Ces deux approches des risques sont ainsi structurellement marquées par des conflits de perspectives parce que, par delà de la notion de risque qu’elles partagent, elles ne partent pas des mêmes prémisses, ne font pas référence aux mêmes réalités. Les procédures de communication sur les réseaux sociaux ne font qu’accroître les risques et renforcent les profanes dans leur adversité à l’égard des experts.
La prévention permet de réfléchir sur les seuils d’acceptabilité des risques de façon plus ouverte. L’enjeu en matière de prévention porte sur l’appropriation par les profanes des risques tels qu’ils sont définis par les experts et la loi. Il concerne donc la façon dont ces profanes inscrivent les risques dans leur mode de vie et dont ils les interprètent pour être en capacité de se déterminer à l’égard des marges d’incertitude auxquelles ils sont confrontés. On peut alors dire qu’un risque devient acceptable s’il est incorporé au contexte dans lequel l’individu agit et si ce dernier a le sentiment de pouvoir le maîtriser en fonction des ressources sociales et communautaires dont il dispose.
Comme les contextes sont différenciés, un risque ne sera jamais totalement acceptable ; il peut conduire à des craintes démesurées.
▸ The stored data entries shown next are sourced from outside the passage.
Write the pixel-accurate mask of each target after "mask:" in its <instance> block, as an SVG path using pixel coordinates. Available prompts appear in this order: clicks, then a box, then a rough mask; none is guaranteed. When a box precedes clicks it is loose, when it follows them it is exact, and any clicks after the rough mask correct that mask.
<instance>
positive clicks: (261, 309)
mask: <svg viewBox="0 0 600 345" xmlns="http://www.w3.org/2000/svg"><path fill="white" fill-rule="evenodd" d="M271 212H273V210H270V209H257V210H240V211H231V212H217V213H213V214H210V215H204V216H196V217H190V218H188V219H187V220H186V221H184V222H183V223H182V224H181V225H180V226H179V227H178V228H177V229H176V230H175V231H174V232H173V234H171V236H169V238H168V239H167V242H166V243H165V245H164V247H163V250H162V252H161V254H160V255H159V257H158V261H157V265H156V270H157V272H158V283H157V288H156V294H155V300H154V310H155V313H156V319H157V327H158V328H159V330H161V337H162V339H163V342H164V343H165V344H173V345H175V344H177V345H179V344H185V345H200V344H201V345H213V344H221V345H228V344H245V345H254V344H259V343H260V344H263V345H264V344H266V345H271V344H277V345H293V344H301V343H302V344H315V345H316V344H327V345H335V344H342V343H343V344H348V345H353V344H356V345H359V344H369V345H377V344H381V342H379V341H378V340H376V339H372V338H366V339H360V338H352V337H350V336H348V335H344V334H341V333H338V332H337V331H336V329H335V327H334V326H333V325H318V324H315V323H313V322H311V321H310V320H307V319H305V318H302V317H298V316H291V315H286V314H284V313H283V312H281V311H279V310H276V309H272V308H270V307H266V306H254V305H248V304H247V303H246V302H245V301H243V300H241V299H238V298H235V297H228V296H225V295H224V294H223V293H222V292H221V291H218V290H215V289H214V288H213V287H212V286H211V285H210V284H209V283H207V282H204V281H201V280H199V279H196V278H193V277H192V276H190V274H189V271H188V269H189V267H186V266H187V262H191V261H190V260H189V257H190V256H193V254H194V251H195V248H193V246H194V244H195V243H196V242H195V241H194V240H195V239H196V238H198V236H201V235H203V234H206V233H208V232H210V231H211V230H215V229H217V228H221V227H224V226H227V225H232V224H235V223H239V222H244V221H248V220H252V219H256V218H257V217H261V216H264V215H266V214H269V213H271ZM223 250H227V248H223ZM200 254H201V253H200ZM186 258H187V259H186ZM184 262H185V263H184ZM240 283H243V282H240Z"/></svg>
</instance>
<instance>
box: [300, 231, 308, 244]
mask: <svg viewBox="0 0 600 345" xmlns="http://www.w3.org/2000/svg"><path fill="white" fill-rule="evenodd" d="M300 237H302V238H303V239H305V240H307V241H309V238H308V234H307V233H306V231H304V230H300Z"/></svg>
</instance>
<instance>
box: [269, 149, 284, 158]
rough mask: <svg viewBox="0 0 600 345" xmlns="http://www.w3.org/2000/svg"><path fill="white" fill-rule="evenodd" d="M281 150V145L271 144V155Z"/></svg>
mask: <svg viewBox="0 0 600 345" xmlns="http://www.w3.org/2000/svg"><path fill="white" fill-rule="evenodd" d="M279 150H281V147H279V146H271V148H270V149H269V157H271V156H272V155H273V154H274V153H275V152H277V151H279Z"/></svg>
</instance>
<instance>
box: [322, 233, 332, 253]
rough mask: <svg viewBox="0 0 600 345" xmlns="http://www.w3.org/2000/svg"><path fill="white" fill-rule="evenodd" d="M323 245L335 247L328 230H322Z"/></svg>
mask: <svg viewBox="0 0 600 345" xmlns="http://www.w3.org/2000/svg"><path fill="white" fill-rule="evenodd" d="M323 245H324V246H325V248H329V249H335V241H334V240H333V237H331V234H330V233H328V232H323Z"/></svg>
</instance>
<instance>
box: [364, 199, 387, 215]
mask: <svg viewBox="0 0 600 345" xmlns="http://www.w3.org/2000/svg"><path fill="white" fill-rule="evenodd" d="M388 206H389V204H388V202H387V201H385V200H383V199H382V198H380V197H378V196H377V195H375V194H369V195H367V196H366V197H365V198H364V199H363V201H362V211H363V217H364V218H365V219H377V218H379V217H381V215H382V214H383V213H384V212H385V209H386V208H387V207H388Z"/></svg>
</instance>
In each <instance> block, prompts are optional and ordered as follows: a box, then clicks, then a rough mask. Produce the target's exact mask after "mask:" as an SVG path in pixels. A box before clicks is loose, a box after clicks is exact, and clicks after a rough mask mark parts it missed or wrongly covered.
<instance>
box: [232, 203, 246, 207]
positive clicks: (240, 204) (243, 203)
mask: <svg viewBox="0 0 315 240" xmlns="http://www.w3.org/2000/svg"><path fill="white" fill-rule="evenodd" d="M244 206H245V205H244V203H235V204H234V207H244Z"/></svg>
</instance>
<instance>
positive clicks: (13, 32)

C’est avec l’existence de variations dans l’appropriation des risques que la question du seuil est abordée.
Conclusion
La question du seuil façonnable des risques ne peut pas être abordée exclusivement de façon experte à partir des risques, mais elle doit prendre en compte l’environnement dans lequel on évolue. En ce sens, il est un enjeu social et culturel. Il devient donc important d’intégrer une communauté BDSM ou de cordes.
Ferdinand Tönnies (Communauté et société, 2010) : « Alors que la communauté est caractérisée par la proximité affective et spatiale des individus et se définit donc comme « une communauté de sang, de lieu et d’esprit » où le tout prime sur l’individu, la société, en revanche, est le lieu d’un individualisme débridé et destructeur, d’une concurrence généralisée entre les hommes désormais isolés et séparés les uns des autres, le règne de l’intérêt personnel désormais au fondement de tous les rapports sociaux.
Alors que l’homme de la communauté ne choisit pas ses appartenances mais se trouve immergé au sein d’un tout organique qui détermine sa manière de se rapporter aux autres, l’homme de la société choisit arbitrairement ses relations en fonction de l’intérêt, essentiellement pécuniaire, qu’elles représentent pour lui.
Alors que dans la communauté, les rapports humains sont fondés sur des rapports authentiques et essentiels, sur des liens affectifs, biologiques et traditionnels qui conditionnent l’ensemble de l’existence, dans la société, « chacun est un marchand » obéissant à son pur et simple égoïsme. » Voilà pourquoi j’ai préféré parler d’intégrer une communauté et non d’intégrer une société.
Toute communauté se caractérise par la prise en compte et la maîtrise de certaines incertitudes. Les manières d’être et de faire qui la caractérisent permettent à ses membres d’organiser leurs relations sur des bases prévisibles. C’est la réalité collective qui rend certains risques acceptables.
L’acceptabilité des risques doit s’inscrire dans la loi aussi.
Peut-on dire que l’appropriation culturelle des règles dans la communauté BDSM ou des cordes garantissent les risques ? Forcément que non, l’appropriation culturelle des règles ne définit qu’un seuil d’acceptabilité des risques par anticipation.